Calcification is ubiquitous in vascular disease, and contributes significantly to morbidity and mortality. Matrix GLA protein (MGP) is an alleged calcification inhibitor that is up-regulated in atherosclerotic lesions. Deletion of the MGP gene results in arterial calcification and in morphological abnormalities in mice and humans. MGP is a secreted protein that is modified by vitamin K-dependent g-carboxylation. When isolated from bone, it is processed and lacks seven C-terminal amino acids. The mechanism of MGP is poorly understood. However, our experimental data points to a role in transforming growth factor-fi (TGF-fi) and bone morphogenetic protein (BMP) signaling. The data suggest a potential link between BMP and TGF-li in that BMP2 and BMP-4 induce expression of the TGF-R, receptor Activin-like Kinase receptor 1 (ALK1). Signaling through ALK1 induces MGP, which provides negative feedback regulation for BMP. Interactions between MGP and specific receptors were also observed. Three hypotheses will be tested in this grant. The first hypothesis is that MGP regulates TGF-fi and BMP signaling at the receptor level, resulting in altered SMAD signaling and gene expression. We will characterize activation of SMAD signaling and relevant reporter genes induced by TGF-li1, BMP-2 and BMP-4 in presence of MGP, and identify the TGF-li / BMP receptors that are regulated by MGP. The second hypothesis is that MGP participates in specific protein-protein interactions that may be altered by C-terminal processing. We will characterize the interactions, which include the TGF-ft receptors, using specific immunoprecipitations in combination with a general proteomic approach. The third hypothesis is that MGP functions as a BMP inhibitor in developing arteries and in atherosclerotic lesions. We will generate a transgenic mouse for targeted, conditional expression of the BMP-inhibitor Noggin. Noggin expression will be induced in MGP null mice in attempt to replace MGP and abolish calcification. The effect of Noggin will also be determined in atherosclerotic lesions in LDL-receptor null mice. Our results will add insight to calcification of vessels and heart valves, a common problem in heart disease. In addition, it may provide information on how to design new treatments for unwanted calcification.

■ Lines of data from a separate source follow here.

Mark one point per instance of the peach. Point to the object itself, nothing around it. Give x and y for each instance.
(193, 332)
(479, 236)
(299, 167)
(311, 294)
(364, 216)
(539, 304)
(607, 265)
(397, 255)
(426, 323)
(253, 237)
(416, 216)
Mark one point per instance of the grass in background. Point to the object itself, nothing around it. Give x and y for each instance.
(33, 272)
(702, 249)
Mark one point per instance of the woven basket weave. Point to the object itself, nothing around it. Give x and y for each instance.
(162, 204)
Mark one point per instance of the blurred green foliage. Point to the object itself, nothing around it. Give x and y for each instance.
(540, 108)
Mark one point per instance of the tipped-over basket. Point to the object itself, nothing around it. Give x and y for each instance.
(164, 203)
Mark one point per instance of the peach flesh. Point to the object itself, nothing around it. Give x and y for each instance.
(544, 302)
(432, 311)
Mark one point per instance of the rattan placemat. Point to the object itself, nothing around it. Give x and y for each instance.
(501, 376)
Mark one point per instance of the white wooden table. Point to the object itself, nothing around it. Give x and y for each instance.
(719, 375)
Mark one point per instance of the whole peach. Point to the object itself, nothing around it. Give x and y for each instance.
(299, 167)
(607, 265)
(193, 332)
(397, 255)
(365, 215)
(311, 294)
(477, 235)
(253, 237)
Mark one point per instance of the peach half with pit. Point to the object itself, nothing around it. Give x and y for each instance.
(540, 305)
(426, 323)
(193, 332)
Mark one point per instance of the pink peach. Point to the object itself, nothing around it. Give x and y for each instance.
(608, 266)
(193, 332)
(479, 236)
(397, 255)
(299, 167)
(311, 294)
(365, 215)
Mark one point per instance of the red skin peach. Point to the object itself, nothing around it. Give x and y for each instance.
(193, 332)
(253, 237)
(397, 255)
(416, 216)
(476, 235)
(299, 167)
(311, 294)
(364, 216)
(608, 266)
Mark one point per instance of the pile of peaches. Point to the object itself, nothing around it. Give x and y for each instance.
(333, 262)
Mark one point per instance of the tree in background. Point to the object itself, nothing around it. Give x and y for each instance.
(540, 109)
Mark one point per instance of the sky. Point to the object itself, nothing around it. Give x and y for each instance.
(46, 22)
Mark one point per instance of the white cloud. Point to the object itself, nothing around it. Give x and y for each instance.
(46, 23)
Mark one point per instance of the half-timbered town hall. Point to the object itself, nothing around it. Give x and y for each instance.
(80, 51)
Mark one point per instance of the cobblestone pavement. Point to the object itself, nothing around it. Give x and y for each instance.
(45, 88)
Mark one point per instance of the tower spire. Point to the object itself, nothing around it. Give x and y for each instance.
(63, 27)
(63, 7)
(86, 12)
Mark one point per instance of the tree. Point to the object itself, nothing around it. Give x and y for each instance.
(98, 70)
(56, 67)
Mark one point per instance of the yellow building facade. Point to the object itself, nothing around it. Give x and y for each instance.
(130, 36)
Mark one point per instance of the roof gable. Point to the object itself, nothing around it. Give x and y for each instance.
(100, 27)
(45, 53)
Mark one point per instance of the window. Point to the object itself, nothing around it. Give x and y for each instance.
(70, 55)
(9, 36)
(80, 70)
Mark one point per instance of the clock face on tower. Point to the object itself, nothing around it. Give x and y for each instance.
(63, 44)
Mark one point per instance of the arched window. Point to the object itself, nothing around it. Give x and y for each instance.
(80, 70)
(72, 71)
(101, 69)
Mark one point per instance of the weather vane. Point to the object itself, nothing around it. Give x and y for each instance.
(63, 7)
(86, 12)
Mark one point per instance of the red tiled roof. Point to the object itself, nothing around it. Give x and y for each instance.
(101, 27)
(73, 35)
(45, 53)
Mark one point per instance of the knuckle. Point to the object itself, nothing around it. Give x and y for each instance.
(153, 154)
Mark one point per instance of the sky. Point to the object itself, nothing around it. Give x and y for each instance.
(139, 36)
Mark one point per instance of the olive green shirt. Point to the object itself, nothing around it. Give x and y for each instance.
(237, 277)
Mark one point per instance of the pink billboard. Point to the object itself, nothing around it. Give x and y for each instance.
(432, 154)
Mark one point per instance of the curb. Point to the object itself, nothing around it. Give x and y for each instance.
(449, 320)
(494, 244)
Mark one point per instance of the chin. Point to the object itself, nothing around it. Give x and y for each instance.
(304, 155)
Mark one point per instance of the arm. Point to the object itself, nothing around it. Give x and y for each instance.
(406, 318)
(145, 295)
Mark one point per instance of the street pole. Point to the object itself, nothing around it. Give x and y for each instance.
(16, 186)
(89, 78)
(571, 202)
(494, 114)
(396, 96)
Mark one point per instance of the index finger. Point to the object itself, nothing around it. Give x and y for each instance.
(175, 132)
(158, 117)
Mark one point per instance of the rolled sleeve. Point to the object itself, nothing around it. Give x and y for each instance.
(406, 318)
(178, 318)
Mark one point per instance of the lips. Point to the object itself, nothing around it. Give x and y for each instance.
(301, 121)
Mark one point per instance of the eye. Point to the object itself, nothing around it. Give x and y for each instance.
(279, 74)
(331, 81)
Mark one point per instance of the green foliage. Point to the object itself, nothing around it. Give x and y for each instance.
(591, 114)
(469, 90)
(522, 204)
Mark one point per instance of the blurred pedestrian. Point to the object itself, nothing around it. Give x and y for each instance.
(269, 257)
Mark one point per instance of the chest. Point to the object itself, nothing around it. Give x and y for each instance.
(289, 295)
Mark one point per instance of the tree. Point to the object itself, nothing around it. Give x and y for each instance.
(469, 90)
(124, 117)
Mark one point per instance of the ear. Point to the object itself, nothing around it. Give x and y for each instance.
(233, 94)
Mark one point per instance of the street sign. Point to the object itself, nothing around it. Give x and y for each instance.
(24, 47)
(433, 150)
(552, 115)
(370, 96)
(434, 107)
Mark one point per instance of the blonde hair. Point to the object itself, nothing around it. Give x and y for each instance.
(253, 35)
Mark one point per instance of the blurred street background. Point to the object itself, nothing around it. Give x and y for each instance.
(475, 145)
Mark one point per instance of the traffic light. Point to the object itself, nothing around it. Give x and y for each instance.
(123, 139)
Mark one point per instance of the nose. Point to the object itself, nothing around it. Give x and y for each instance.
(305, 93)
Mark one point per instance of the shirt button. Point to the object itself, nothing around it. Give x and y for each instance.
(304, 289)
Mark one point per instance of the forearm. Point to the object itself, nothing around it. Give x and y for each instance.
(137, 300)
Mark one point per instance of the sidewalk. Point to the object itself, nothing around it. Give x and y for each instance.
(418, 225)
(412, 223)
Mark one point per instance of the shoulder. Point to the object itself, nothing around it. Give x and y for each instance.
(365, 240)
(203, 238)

钙化在血管疾病中普遍存在，并对发病率和死亡率有显着影响。矩阵 GLA蛋白（MGP）是一种所谓的钙化抑制剂，在动脉粥样硬化病变中上调。删除 MGP基因的突变会导致小鼠和人类的动脉钙化和形态异常。 MGP是通过维生素K依赖性g-羧化修饰的分泌蛋白。当隔离于 骨，它是加工和缺乏七个C-末端氨基酸。 MGP的机制知之甚少。然而，我们的实验数据表明， 转化生长因子-β 1（TGF-β 1）和骨形态发生蛋白（BMP）信号传导。数据显示， BMP-2和BMP-4诱导TGF-β 1受体表达中BMP和TGF-β 1之间的潜在联系 激活素样激酶受体1（ALK 1）。通过ALK 1的信号传导诱导MGP，MGP提供阴性 BMP的反馈调节。还观察到MGP与特异性受体之间的相互作用。 三个假设将在这次赠款测试。第一个假设是MGP调节TGF-β 1和BMP 在受体水平上的信号传导，导致改变SMAD信号传导和基因表达。我们将描述 TGF-β 1、BMP-2和BMP-4诱导的SMAD信号转导和相关报告基因的激活， MGP的存在，并鉴定受MGP调节的TGF-1/ BMP受体。第二 假设MGP参与特定的蛋白质-蛋白质相互作用，其可能被C-末端改变， 处理.我们将使用特定的方法来表征包括TGF-β受体在内的相互作用， 免疫沉淀结合一般蛋白质组学方法。第三个假设是MGP 在发育中的动脉和动脉粥样硬化病变中作为BMP抑制剂发挥作用。我们将生成一个 转基因小鼠用于BMP抑制剂头蛋白的靶向条件表达。Noggin的表达将是 在MGP缺失小鼠中诱导，试图替代MGP并消除钙化。诺金的效果也会 在LDL受体缺失小鼠的动脉粥样硬化病变中测定。 我们的研究结果将增加对血管和心脏瓣膜钙化的了解，这是心脏病的常见问题。 此外，它还可以提供有关如何为不必要的钙化设计新治疗方法的信息。